La patine, c'est le changement de couleur et de surface que le cuir pleine fleur développe au fil des mois d'usage : il fonce, il prend un éclat discret là où les mains et les vêtements le touchent, et la teinte devient inégale d'une façon qui raconte comment vous le portez. Ce n'est pas de l'usure. L'usure retire de la matière ; la patine transforme celle qui est déjà là.
Qu'est-ce qui provoque la patine ?
Trois choses, à peu près dans cet ordre. Les huiles, celles de vos mains et de l'air, qui pénètrent le grain et le foncent. La lumière, les UV en particulier, qui déplacent nettement la teinte d'un cuir tanné végétal en quelques semaines. Et le frottement, qui polit les reliefs du grain et laisse les creux mats.
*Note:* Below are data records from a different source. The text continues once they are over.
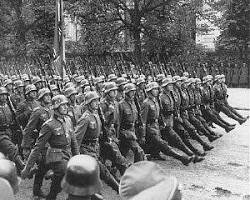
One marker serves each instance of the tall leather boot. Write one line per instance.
(171, 152)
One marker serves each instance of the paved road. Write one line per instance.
(223, 175)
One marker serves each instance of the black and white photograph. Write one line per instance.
(124, 100)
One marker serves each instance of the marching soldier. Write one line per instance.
(7, 123)
(110, 110)
(74, 110)
(58, 133)
(128, 119)
(220, 105)
(207, 111)
(185, 118)
(82, 179)
(150, 114)
(88, 131)
(168, 107)
(31, 131)
(120, 82)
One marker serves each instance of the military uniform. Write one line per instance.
(38, 117)
(168, 132)
(150, 114)
(58, 133)
(220, 105)
(88, 131)
(110, 149)
(128, 117)
(7, 126)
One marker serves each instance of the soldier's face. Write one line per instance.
(113, 93)
(131, 94)
(63, 109)
(94, 104)
(47, 98)
(155, 92)
(3, 97)
(9, 87)
(33, 94)
(169, 87)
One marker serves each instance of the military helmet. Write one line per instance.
(8, 171)
(87, 89)
(36, 80)
(97, 80)
(29, 88)
(19, 83)
(7, 82)
(70, 91)
(59, 100)
(84, 82)
(166, 81)
(160, 77)
(197, 80)
(129, 87)
(176, 78)
(90, 96)
(152, 85)
(186, 74)
(109, 86)
(82, 176)
(43, 92)
(140, 80)
(68, 85)
(3, 90)
(112, 77)
(121, 81)
(6, 190)
(54, 87)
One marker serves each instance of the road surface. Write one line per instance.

Cette combinaison explique qu'un sac développe une bande plus foncée et plus brillante exactement là où l'avant-bras s'appuie, et que le fond fonce avant les côtés.
Combien de temps cela prend-il ?
Le premier changement visible arrive après deux à quatre semaines d'usage régulier. La couleur se stabilise vers six mois. Au bout d'un an, le sac est reconnaissablement le vôtre plutôt que celui de la photo, et ensuite il évolue lentement plutôt que brutalement.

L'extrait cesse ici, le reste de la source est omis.